String in Java is immutable so its content cannot be changed but we can reassign a new string to the old variable( i.e. change the reference to the object) to change its value.
Method 1: Using Regex
Using the “\\<.*?>” REGEX pattern we can remove the HTML tags from a string.
All we need to do is to replace all substrings matching “\\<.*?>” with “” (null string) using the replaceAll()
method of string class.
The general syntax for replaceAll()
is:
String replaceAll(String regex, String replacement)
So let’s see the implementation in Java:
public class Main {
public static void main(String[] args) {
String str = "<strong>Pencil Programmer</strong>";
str = str.replaceAll("\\<.*?>", "");
System.out.println(str);
}
}
Output: Pencil Programmer
Method 2: Using Jsoup
Jsoup is a Java HTML parser. It is a java library that is used to parse HTML documents.
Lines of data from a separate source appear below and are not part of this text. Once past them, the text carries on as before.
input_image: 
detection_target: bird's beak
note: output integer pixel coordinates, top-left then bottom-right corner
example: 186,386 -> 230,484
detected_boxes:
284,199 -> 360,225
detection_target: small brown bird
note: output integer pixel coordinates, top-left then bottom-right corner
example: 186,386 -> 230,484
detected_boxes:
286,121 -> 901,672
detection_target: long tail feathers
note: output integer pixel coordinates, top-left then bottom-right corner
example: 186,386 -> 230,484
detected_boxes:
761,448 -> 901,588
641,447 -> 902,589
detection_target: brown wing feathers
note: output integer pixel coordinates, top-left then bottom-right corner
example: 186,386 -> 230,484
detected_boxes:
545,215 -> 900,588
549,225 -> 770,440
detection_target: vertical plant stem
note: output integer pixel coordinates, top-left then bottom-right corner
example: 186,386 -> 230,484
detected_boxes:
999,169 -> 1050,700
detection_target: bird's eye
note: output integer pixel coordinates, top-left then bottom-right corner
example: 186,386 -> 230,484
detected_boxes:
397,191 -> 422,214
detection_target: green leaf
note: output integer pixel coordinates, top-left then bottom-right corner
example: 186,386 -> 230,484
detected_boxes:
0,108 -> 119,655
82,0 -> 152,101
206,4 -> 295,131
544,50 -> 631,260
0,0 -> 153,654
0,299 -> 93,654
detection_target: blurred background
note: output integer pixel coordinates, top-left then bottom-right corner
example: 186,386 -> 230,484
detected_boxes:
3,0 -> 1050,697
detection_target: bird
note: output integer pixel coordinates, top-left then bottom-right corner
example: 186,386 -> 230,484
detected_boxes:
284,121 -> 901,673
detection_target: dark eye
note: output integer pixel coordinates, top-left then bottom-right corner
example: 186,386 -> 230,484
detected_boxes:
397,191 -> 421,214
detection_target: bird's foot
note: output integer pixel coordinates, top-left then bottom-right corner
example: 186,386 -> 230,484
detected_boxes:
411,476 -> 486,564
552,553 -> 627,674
We can use the Jsoup parse to remove HTML entities from the Java string as follows:
import org.jsoup.Jsoup;
public class Main {
public static void main(String[] args) {
String str = "<strong>Pencil Programmer</strong>";
str = Jsoup.parse(str).text();
System.out.println(str);
}
}
Output: Pencil Programmer
Note: You need to download and install Jsoup before using it in your program.
These are the two methods using which we can remove HTML tags from the given string in Java.